Recommended sequence:

  1. Self Encapsulate Field + Encapsulate Field + Encapsulate Collection — get all reads/writes through accessors.
  2. Now you can safely apply the more invasive moves:
  3. Replace Data Value with Object — change the field type.
  4. Replace Type Code with Class — change the type semantics.
  5. Change Value to Reference (or vice versa) — change identity semantics.
  6. After data shape settles, simplify the conditionals that branched on the old type code (Replace Conditional with Polymorphism — see Simplifying Conditionals).
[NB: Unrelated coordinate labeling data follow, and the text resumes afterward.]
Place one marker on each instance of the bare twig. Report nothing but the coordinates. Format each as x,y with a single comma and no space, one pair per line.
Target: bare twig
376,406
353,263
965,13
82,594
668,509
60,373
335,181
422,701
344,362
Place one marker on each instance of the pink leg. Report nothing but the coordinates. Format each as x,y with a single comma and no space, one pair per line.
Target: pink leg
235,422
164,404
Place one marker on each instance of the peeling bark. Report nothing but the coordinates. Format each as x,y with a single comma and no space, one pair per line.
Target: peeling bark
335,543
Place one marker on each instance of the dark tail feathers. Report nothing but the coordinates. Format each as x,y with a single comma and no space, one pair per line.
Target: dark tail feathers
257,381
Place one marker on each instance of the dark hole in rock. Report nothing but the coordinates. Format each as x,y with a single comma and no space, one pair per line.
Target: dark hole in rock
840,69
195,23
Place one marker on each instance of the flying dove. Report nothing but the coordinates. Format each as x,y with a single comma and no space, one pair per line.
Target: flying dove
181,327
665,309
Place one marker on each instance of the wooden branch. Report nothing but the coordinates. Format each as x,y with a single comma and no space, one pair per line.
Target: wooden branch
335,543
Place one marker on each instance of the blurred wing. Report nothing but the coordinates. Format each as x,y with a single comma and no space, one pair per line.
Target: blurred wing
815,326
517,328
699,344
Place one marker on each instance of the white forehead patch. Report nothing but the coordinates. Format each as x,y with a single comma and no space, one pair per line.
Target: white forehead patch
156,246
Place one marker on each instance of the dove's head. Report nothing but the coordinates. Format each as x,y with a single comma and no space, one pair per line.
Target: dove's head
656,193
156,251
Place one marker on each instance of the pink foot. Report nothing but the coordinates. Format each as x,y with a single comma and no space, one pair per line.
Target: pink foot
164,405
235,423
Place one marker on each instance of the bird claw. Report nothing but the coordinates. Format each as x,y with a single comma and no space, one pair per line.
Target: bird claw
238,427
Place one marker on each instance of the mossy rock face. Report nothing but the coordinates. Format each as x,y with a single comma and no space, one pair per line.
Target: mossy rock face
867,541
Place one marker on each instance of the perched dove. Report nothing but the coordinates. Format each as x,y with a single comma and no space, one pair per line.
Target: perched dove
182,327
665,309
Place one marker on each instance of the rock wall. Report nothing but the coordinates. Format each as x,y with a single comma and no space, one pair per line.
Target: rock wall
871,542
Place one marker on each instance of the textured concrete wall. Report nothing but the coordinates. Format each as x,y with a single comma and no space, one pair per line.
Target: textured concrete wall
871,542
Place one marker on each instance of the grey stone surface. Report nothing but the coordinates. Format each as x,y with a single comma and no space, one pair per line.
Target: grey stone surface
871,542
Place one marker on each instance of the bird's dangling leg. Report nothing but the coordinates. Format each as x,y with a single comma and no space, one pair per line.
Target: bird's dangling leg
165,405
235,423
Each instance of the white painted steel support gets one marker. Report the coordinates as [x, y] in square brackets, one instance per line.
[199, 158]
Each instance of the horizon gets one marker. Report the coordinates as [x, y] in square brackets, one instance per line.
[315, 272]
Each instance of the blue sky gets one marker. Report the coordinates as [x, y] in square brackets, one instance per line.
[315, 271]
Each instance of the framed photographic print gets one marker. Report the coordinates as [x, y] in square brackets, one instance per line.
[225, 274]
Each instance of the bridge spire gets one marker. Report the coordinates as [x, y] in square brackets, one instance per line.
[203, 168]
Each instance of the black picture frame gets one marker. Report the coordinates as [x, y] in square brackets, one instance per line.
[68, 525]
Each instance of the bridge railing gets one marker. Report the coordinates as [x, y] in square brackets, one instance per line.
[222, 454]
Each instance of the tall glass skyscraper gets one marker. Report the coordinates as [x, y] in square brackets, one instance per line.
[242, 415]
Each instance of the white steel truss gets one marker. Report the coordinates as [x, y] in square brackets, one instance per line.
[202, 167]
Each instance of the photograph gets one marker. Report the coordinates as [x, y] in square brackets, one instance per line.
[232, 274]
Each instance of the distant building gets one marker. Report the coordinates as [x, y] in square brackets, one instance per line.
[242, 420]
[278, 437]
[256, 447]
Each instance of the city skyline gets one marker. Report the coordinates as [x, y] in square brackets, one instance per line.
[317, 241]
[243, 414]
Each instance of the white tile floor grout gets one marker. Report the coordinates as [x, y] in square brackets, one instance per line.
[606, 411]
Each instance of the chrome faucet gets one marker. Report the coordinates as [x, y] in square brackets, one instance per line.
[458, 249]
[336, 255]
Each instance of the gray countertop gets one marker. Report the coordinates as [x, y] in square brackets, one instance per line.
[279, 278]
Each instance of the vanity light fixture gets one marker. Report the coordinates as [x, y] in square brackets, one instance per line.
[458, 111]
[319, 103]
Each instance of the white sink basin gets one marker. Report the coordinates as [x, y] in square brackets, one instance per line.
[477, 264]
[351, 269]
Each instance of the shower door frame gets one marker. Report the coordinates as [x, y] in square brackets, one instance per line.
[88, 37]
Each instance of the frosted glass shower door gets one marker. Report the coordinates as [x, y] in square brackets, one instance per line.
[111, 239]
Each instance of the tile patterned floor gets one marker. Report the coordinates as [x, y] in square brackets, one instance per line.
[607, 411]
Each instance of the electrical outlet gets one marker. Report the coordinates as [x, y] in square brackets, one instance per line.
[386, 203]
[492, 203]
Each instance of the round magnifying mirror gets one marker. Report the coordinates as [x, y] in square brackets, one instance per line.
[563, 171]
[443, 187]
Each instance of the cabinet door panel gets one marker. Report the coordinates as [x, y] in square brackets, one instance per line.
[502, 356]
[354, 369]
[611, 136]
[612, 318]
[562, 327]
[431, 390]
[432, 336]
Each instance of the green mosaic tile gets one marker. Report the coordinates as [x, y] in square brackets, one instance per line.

Rule: never reshape a publicly-readable field. Encapsulate first; reshape under the hood.


Real-world triggers

1. "We added a country and it broke 14 places"

The country was a String. Hardcoded checks like if (user.country.equals("US")) were everywhere. Replace Data Value with Object + a small Country enum would have made the check exhaustive (or compile-error on missing handling).

2. "Currency comparisons fail across modules"

Two Currency objects with the same code aren't equal because equals was object identity. Change Reference to Value + override equals/hashCode.

3. "Loyalty points keep diverging"

Two Customer objects represented the same person but tracked points independently. Change Value to Reference — single instance per email.

4. "ORM saved the order but not the customer"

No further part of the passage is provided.